Answer = half_Ans - sum15
* => (n-1)/3 gives count of 3 divisible numbers.
if n = 100 we need to count of (3, 6, 9, ..., 99)
3 is 1st, 6 is 2nd, .... so on 99 is 33rd
so total count of those number is gain by last number / 3
last number is near to our input n (specifically less than input n)

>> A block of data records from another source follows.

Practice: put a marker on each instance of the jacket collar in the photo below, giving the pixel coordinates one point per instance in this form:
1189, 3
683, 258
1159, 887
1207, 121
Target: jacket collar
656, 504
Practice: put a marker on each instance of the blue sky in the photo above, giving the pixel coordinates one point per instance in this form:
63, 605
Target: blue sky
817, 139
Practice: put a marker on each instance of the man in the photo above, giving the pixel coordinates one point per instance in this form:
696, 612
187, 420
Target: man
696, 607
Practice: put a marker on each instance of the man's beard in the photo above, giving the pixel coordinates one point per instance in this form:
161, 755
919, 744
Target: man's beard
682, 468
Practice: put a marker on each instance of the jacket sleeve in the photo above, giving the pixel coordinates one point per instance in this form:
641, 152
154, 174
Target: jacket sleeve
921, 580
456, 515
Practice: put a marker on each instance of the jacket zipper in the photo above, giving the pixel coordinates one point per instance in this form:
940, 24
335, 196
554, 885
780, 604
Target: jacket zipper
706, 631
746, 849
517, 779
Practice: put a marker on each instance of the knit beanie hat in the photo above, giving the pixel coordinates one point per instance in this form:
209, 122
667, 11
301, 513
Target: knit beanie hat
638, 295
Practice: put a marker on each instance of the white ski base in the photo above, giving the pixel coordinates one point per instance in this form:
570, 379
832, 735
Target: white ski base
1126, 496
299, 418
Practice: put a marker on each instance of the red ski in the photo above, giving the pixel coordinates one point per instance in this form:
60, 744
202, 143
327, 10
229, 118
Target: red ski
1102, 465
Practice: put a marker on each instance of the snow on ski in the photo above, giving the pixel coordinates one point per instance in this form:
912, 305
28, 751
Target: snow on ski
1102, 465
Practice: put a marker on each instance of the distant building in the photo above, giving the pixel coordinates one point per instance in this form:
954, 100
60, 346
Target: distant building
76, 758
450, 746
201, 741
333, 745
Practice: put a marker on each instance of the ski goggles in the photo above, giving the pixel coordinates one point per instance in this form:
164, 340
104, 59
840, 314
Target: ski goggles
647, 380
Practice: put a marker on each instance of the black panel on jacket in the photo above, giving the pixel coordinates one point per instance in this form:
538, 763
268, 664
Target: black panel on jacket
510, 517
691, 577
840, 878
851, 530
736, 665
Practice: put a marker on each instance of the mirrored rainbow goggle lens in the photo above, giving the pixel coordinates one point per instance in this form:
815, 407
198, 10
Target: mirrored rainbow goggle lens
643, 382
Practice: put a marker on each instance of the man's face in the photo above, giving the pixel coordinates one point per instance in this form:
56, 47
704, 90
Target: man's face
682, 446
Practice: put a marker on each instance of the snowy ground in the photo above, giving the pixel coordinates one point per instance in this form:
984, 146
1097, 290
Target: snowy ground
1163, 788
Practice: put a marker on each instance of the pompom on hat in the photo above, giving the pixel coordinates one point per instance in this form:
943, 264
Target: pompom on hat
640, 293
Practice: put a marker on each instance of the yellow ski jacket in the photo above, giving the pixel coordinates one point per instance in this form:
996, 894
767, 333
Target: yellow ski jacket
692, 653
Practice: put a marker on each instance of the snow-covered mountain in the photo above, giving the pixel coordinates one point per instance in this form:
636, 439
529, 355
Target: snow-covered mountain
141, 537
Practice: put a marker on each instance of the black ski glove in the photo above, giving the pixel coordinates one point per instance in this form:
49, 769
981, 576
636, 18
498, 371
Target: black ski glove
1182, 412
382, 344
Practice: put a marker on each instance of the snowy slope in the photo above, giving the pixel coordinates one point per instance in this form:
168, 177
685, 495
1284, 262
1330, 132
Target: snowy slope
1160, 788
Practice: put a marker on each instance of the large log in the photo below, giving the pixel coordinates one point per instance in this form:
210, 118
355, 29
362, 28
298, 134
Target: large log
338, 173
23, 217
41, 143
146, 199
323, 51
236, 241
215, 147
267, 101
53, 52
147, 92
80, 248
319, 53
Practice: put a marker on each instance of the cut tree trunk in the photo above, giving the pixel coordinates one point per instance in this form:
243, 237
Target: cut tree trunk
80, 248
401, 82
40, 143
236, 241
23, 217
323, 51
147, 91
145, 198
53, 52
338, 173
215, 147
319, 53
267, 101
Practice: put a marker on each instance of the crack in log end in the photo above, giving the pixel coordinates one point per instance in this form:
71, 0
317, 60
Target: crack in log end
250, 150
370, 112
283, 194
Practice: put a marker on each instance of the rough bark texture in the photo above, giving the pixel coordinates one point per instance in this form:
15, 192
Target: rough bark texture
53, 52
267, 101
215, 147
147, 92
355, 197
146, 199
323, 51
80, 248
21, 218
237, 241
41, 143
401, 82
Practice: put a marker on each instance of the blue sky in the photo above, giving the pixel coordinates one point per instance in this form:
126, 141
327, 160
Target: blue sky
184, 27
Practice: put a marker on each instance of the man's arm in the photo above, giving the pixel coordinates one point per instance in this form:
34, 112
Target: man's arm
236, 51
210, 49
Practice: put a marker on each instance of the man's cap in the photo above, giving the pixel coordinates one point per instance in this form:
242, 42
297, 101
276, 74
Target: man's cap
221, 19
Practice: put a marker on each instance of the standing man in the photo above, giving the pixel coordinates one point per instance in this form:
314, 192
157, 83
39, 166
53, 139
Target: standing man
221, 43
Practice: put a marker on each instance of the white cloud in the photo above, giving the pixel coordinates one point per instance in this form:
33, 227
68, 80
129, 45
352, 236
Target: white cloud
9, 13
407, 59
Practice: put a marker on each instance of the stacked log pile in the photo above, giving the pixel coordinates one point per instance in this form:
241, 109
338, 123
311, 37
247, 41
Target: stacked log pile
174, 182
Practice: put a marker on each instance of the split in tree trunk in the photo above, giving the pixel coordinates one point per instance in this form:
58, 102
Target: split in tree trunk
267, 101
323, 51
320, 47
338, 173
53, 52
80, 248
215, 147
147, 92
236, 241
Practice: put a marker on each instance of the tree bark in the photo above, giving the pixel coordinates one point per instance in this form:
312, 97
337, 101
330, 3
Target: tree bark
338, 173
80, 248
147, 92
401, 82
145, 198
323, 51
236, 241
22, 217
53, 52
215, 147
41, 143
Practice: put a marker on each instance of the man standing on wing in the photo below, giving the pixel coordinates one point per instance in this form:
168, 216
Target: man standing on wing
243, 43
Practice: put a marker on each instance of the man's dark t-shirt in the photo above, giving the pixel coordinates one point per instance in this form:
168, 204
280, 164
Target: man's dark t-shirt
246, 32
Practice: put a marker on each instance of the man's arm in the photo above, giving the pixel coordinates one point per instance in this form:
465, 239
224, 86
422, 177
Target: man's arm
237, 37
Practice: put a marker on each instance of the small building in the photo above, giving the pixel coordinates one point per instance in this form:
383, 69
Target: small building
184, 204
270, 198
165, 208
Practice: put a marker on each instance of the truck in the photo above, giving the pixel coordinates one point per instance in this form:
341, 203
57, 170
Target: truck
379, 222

if n = 99 we must not count 99, because statement is "find the sum of all the multiples of 3 or 5 below n".
so w/o subtract 1 last unwanted number also count, if n is divisible by 3.
** => (3*x*(x+1)) / 2 gives sum of those numbers
if n = 100 sum id 3 + 6 + 9 + ... + 99
all component are multiple of 3.
so 3 + 6 + 9 + ... + 99 = 3*(1 + 2 + 3 + ... + 33)
sum of 1 to m is (m*(m+1)) / 2
so 3 + 6 + 9 + ... + 99 = (3*33*(33+1)) / 2
here m for 1 to m is last number or total number of that sequence
or length of sequence that's why we find count of divisible numbers.